Confused about Marriage Submission in the Bible? This Will Help!

Do you wrestle with what marriage submission in the Bible really means? In today’s post, Gina M Poirier unpacks these tricky passages and what they mean for building a healthy relationship.

Marriage Submission with man standing behind a woman with his arms around herMy husband Marc and I like to say that we navigate life together by consensus.

If he doesn’t like a recipe I make for the family, I take it off the rotation. If I think he’s spending too much on his hobbies, we renegotiate the budget. Major decisions like where to live and how to parent are made with full agreement from both of us.

While it isn’t always smooth sailing, I guess you could say that we’re well-practiced in the arts of negotiation, compromise and submission, with decisions big and small. It’s part of life as a Christian.


When it comes to the topic of submission in the Bible—especially as it relates to marriage dynamics—many people have a knee-jerk reaction. Few topics in the Scriptures are so emotionally charged, so hotly debated, and so misused and abused.

You may have reacted in any number of ways to what I wrote above. If you’ve been raised with an understanding that wives’ submission in the Bible translates into a strict hierarchical relationship, you might take issue with our consensus arrangement. Maybe you know what the verses on submission in the Bible say about marriage, but perhaps they don’t sit quite right, or you’re not sure how to apply them to your life practically.

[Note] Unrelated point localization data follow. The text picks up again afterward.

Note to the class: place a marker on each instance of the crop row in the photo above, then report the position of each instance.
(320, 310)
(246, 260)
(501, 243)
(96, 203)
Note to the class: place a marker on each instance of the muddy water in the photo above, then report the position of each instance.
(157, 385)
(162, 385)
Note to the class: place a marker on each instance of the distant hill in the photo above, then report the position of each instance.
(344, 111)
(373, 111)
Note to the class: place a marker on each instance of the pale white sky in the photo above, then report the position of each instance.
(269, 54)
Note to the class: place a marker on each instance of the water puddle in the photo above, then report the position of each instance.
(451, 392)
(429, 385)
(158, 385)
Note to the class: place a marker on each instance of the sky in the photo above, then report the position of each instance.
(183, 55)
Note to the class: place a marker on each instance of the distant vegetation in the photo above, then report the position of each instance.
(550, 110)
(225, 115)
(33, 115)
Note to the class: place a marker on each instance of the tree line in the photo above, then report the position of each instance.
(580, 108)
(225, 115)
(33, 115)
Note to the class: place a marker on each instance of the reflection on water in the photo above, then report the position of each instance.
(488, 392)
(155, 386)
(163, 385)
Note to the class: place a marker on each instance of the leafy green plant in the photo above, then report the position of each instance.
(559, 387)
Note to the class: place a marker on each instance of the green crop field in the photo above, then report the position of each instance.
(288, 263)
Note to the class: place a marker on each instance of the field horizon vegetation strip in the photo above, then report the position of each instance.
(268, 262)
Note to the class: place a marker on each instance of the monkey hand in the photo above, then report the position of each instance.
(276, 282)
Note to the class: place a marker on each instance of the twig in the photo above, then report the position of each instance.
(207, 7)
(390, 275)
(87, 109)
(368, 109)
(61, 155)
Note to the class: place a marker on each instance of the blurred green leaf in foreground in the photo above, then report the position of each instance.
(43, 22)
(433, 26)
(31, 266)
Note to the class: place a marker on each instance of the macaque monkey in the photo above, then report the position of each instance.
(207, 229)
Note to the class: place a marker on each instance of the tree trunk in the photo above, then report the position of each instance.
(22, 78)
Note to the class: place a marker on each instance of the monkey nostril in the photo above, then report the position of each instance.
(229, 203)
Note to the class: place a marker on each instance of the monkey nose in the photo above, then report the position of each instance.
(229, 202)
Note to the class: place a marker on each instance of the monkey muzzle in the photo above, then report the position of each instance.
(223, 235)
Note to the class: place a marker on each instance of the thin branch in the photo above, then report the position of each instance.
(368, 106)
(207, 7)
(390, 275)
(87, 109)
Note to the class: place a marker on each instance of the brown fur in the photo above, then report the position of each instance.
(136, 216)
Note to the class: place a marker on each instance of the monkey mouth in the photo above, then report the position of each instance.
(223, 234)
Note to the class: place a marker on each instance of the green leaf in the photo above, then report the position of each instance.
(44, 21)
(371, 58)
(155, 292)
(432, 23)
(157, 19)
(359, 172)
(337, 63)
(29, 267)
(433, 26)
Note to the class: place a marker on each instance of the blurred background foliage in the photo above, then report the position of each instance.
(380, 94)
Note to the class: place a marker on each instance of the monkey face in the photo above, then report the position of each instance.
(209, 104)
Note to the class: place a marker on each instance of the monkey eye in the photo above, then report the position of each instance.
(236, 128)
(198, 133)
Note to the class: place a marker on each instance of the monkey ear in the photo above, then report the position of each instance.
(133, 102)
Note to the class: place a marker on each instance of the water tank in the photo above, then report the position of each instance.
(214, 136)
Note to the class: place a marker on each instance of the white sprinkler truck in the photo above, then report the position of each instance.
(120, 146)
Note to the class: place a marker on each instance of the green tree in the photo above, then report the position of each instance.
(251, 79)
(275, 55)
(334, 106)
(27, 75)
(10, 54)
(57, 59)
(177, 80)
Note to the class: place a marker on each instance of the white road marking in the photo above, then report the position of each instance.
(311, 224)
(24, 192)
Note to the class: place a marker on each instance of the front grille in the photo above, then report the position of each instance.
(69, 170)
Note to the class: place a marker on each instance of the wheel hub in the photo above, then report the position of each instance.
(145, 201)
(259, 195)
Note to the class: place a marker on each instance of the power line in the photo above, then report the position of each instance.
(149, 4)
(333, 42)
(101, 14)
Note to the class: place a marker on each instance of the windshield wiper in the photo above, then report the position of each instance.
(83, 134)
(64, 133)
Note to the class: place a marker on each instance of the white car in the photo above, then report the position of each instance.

Some interpretive tools have helped my husband and me come to our current understanding of what submission in the Bible means for marriage today. If you’re interested in wrestling with submission in the Bible in a way that can help you grow in your faith and in your marriage, I invite you to dig deeper into the conversation—you might uncover some surprises! I’m going to avoid the polarizing terms complementarian and egalitarian and instead try to look at this issue through the lens of the cross (see 1 Corinthians 1:10–17).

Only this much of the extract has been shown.